De man, die deze regels schreef, werd bij het verschijnen van zijn vorige werk (De Verhalen van Belcampo, door mij besproken in het Zondagsblad van 10 Maart 1934), ergens vergeleken met Alfred Jarry, de auteur van de ‘guignolade’ Ubu Roi. De vergelijking gaat in sommige opzichten mank, maar treft gedeeltelijk doel, want juist dit inzicht in de absolute gemeenplaatsigheid der politieke voorgronden bracht Jarry er toe, in Ubu Roi de hele politiek voor te stellen als een spel van de meest elementaire driften; in dit stuk voltrekt zich het politieke drama van l père Ubu, de dikke dictator-generaal-veldmaarschalk, die door een staatsgreep aan het bewind komt om het weer te verliezen, in de sfeer van vloeken, schelden, opscheppen, gappen, lasteren, afpersen, vreten, paraderen en, niet te vergeten: op tijd uitknijpen naar het buitenland. Juist dit absoluut elementaire van de fantasie is het, waaraan Jarry’s beroemde Ubu zijn verdiende reputatie dankt; de politiek wordt hier gegeven als pure achtergrond van grote kwajongens, die behoefte hebben aan macht en die machtsbegeerte ook najagen, zolang de bodem hun niet te heet onder de voeten wordt.

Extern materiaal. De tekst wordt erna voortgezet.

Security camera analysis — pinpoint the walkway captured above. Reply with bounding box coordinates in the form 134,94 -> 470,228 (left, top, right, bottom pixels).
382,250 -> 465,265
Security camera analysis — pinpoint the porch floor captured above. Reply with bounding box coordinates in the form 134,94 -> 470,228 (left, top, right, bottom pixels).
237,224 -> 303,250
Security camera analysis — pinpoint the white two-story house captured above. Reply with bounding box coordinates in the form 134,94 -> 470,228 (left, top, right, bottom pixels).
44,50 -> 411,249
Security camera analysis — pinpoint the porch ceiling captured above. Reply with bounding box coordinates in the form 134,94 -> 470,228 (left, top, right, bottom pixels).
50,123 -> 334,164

Door de voorgrond weg te nemen en de politieke wezens om te fantaseren tot personages, die in hun machtsbegeerte en vraatzucht onschuldig-elementair zijn gebleven, maakt Jarry van de politiek een enorme kinderkamer van volwassenen … wat zij onder een bepaald aspect ook is; de fantasie schept hier, dwars door de conventies der beschaving heen, een nieuwe wereld, die men een omgekeerd Paradijs zou kunnen noemen, zo naïef zijn deze pa en ma Ubu in het voldoen aan hun elementaire lusten.

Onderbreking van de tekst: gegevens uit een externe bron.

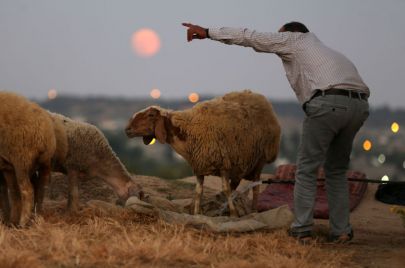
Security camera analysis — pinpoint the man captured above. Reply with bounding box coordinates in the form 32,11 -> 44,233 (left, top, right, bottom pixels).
183,22 -> 370,243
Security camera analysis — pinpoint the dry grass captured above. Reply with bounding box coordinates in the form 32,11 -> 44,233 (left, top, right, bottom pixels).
0,204 -> 352,268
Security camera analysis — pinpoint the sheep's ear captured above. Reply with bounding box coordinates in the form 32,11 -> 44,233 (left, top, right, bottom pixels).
155,116 -> 167,143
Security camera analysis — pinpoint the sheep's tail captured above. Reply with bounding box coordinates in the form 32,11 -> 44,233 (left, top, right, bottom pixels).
266,127 -> 281,163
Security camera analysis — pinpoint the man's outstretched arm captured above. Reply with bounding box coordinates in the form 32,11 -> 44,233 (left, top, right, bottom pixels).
182,23 -> 298,58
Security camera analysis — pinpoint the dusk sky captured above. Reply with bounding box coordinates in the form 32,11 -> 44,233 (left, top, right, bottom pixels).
0,0 -> 405,108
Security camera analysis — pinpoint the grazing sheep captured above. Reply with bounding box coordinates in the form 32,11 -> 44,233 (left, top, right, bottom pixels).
50,113 -> 143,211
0,92 -> 56,226
126,90 -> 280,216
31,114 -> 68,213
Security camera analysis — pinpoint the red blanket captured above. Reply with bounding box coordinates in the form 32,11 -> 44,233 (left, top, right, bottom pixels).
258,164 -> 367,219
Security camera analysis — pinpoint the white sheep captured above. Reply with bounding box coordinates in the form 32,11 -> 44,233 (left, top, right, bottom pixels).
50,113 -> 143,212
0,91 -> 56,226
126,90 -> 280,216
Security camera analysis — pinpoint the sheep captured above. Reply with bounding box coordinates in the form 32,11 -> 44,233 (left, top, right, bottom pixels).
0,91 -> 56,226
125,90 -> 281,216
50,113 -> 143,212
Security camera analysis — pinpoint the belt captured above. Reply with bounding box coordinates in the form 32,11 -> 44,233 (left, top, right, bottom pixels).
311,88 -> 367,100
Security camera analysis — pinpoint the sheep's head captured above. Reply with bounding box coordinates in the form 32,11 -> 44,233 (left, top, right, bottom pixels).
125,106 -> 167,144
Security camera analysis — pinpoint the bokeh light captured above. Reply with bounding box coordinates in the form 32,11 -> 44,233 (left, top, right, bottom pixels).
48,88 -> 58,100
188,92 -> 200,103
377,154 -> 385,164
363,140 -> 373,151
131,28 -> 160,57
150,88 -> 161,99
391,122 -> 399,133
381,175 -> 390,181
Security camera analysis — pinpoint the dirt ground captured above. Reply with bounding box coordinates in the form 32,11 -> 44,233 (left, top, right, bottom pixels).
0,174 -> 405,268
181,174 -> 405,268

Mensen met veel gevoel voor decorum kunnen Jarry en zijn held niet waarderen; anderzijds vindt men ook een bepaald soort gezellige anarchisten en bohémiens, die hem graag tot hun heilige zouden maken. Beide standpunten ten opzichte van Ubu zijn mij even vreemd; ik houd van Ubu om de elementaire paradijstoestand, waarin Jarry’s fantasie hem deed verkeren, maar ik heb er geen behoefte aan hem als een kurk op de fles van het wereldraadsel te beschouwen. Uit het feit, dat, zoals Belcampo zegt, een gewoon mens de gegevens van het politieke spel worden onthouden, is Ubu geboren als de voortreffelijk geslaagde wraakneming van een individualist en fantast, die er pleizier in had de hele poppenkast van het conventionele politieke gedoe in de lucht te laten vliegen. Die behoefte is, had ik bijna geschreven, menselijk; maar ik schrijf het niet, wetend, dat vele mensen niets prettiger vinden dan in Ubu een mystieke redder des volks en zo mogelijk een directe afgezant des hemels te zien. …

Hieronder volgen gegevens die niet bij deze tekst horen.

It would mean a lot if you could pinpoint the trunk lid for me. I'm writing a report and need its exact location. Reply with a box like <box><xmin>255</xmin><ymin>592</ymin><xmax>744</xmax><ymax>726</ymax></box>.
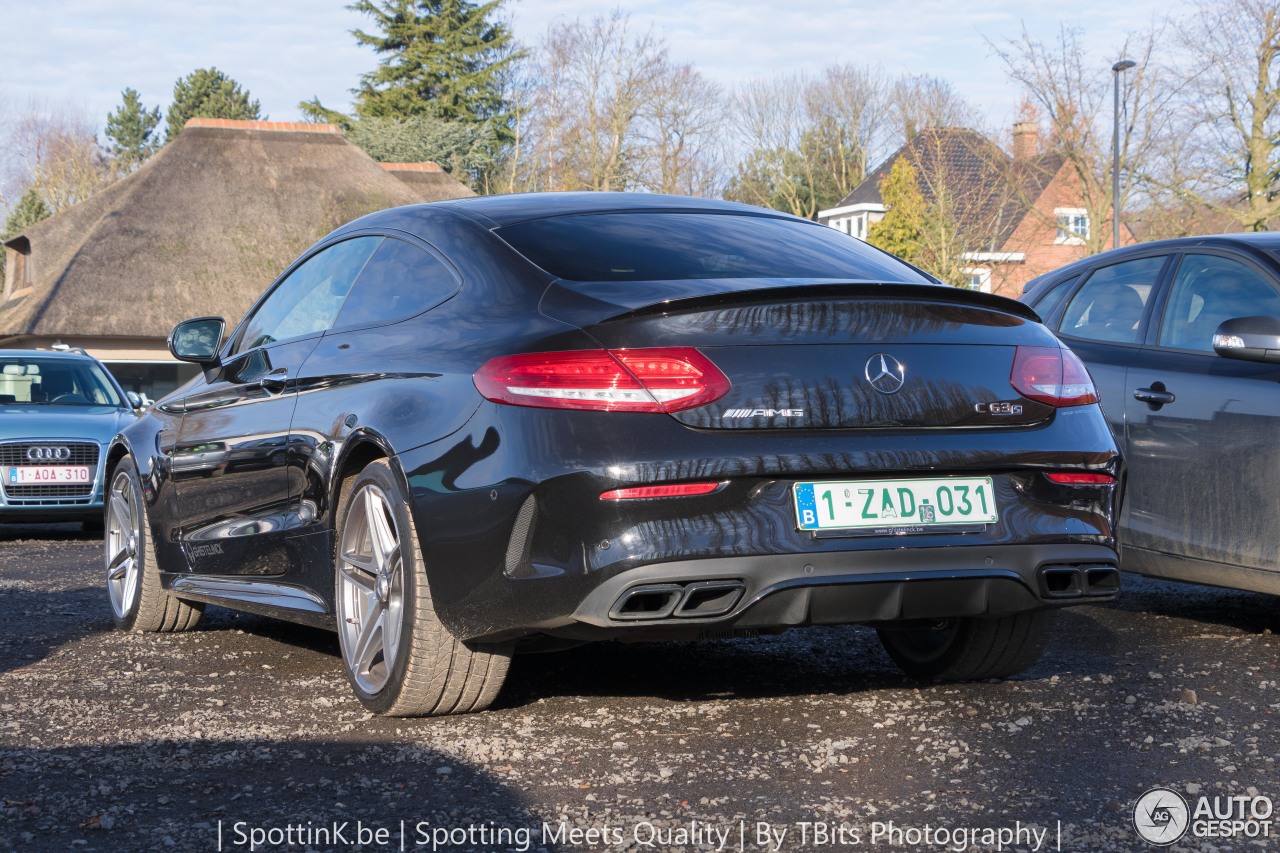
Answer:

Om op De Zwerftocht van Belcampo terug te komen: dit boek is een volkomen onpolitieke reis door Europa, met name door Frankrijk en Italië. Ik bedoel met onpolitiek dus: onafhankelijk van ‘de gegevens, die ons worden onthouden’, geinspireerd door de dingen, die binnen ons bereik liggen, zoals daar zijn de mensen, die men ontmoet en de spijzen, die men opeet. Dat alles heeft een intens persoonlijk belang voor een ieder, en het doorkruist de politiek van Baedeker, die een voorgeschreven reisgenot in de wereld heeft gebracht. Tot Baedeker verhoudt Belcampo zich dus ongeveer als Ubu tot de officiële Mussolini, die altijd gelijk heeft, volgens de stempels op de Italiaanse muren; hij reist ‘op eigen gelegenheid’, haalt zijn kost op met het tekenen van portretten (een talent, dat hem, zij het kort, in een zeer persoonlijke relatie brengt tot de geportretteerden en hun ijdelheden), en is dus fantastisch, waar anderen maar al te vaak conventioneel zijn. Zo wordt de zwerftocht van Belcampo een persoonlijk avontuur, waardoor de lezer, die van zulke reizen vermag te genieten, van het begin tot het eind geboeid wordt. Hij wordt vooral geboeid, omdat Belcampo niet ‘fantaseert’, maar fantastisch denkt en voelt; hij zou niet anders kunnen schrijven dan hij doet, deze persoonlijke wijze van zien, die men ten onrechte met grappigheid zou verwarren, is volkomen spontaan. De stijl van Belcampo is ontstaan als een puberteitsgril, hetgeen men zo nu en dan ook nog wel even merkt; een zin als: ‘ik liet een behoorlijk diner aan- en mijn maag binnenrukken’ herinnert aan de afstamming dezer fantasie, die zich overigens van dat soort goedkoop effect vrijwel geheel heeft gemancipeerd. Want in het proza, dat Belcampo tegenwoordig schrijft, wordt de fantastische reis tevens een betuiging van trouw aan het persoonlijk observeren van mensen en dingen, waarvan de volwassenen doorgaans meer en meer verstoken raken; fantasie is hier geen bedenksel, maar een beroep op een realiteit, die voor het grijpen ligt en versmaad wordt. Iedereen zou zo kunnen reizen als Belcampo, wanneer hij maar niet gehandicapt werd door de vervloekte neiging om ook het meest tot persoonlijk leven aansporende, het reizen, direct om te zetten in een reeks conventionele gewaarwordingen; in plaats van alle sterretjes van Baedeker of de Guide Bleu af te lopen, kan men de mensen in hun gezicht zien en het landschap als een ontmoeting ondergaan, ook waar het niet officieel wordt aangeduid als bijzonder overweldigend schoon.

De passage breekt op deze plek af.